Ja, es war einmal wieder Zeit, um der Handarbeitsabteilung in der Bücherhalle  einen Besuch abzustatten. Ich habe da diesmal zwar nichts Brandneues entdeckt, aber ein Buch, das ich seit seinem Erscheinen im August letzten Jahres noch nicht in den Fingern hatte und zwar ‚Ich lerne nähen: Taschen‘ des Autorenteams Zanatta/Grandamme, über die ich auf die Schnelle jedoch nichts im Netz finden konnte.

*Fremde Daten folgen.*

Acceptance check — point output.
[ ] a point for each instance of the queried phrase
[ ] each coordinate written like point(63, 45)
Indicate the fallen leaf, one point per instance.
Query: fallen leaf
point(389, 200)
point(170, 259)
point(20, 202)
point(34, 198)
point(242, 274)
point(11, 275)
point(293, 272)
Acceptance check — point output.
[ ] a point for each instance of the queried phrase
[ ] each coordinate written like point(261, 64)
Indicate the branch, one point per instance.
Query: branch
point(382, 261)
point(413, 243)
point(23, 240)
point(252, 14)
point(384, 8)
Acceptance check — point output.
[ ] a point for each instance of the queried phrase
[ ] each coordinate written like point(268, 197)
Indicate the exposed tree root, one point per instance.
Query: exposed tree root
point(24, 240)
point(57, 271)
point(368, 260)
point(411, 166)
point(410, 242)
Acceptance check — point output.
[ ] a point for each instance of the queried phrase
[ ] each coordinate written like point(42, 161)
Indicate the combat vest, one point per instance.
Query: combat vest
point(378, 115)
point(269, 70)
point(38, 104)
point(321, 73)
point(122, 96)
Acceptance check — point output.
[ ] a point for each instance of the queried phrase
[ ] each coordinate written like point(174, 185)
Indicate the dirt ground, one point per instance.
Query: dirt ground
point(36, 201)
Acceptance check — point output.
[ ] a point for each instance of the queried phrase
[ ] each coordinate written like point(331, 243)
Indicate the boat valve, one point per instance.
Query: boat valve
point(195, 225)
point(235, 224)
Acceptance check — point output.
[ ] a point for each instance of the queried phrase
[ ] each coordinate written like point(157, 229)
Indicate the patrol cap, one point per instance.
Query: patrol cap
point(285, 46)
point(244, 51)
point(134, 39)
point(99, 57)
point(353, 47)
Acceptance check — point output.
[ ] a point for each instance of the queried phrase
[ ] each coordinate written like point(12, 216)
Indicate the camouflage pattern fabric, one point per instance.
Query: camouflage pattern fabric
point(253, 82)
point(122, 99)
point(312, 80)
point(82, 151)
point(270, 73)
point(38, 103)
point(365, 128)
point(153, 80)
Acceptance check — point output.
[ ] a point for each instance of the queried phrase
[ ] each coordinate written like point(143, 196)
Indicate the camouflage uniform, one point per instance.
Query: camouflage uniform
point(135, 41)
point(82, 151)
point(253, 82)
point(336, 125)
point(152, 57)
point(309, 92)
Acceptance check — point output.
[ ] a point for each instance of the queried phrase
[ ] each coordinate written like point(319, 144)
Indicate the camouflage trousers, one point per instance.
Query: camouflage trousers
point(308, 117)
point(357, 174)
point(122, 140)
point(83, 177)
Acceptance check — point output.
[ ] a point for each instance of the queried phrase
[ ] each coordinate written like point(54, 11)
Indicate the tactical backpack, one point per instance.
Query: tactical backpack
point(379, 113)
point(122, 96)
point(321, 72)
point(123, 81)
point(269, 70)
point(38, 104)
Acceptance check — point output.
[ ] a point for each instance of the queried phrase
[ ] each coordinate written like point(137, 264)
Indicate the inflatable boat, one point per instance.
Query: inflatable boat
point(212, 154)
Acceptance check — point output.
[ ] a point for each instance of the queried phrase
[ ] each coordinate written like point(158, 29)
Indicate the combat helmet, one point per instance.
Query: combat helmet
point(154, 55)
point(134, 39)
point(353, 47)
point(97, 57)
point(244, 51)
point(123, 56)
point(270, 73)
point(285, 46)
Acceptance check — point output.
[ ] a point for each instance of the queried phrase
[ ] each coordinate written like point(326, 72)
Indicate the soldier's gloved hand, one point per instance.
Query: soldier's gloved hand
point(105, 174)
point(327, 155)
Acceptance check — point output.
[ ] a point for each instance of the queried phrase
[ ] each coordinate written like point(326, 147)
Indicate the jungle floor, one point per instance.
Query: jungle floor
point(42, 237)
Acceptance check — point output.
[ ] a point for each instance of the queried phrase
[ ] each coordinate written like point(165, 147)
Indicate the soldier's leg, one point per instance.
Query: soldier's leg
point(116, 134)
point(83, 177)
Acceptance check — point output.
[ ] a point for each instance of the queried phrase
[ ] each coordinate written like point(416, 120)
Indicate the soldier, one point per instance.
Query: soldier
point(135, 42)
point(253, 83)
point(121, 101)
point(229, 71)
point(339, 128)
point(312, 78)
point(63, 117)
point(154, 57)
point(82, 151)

Die maisgelbe Kelly Bag auf dem Cover sprach mich sofort an, sodass ich mir das Buch unmittelbar griff ohne es vorher großartig durchzublättern. Zuhause stellte ich dann fest, dass ich zusätzlich ca. ein Drittel der insgesamt 10 Taschenmodelle, die jeweils in zwei unterschiedlichen Varianten realisiert sind, ganz spannend finde. Das ist gar kein schlechter Durchschnitt! Die Modelle sind in vier Schwierigkeitsgrade (Anfänger, Niveau Intermédiaire, Fortgeschrittene und Könner) unterteilt.
Mein Favorit blieb aber das Covermodell!

Ich lerne nähen. Taschen Ansicht 1

Obwohl ich, wenn das Wort ‚Kelly Bag‘ fällt, sofort an edles Handtaschenmaterial wie zum Beispiel Lackleder denken muss, schwebte mir ein sommerlich-verspieltes Strand-Modell vor. Die Wahl fiel aus diesem Grund auf einen gestreiften Stoff, denn ich mir vor ca. fünf Jahren auf Mallorca gekauft habe.
Ich hatte zu diesem Zeitpunkt ca. sechs Monate Spanischunterricht gehabt und kann mich erinnern, dass ich den gesamten Einkauf damals mit Hängen und Würgen auf Spanisch durchziehen konnte, weil der Verkäufer so unheimlich nett war, mein Gestammel zu ertragen und NICHT auf Deutsch geantwortet hat. Das rechne ich ihm auch heute noch hoch an!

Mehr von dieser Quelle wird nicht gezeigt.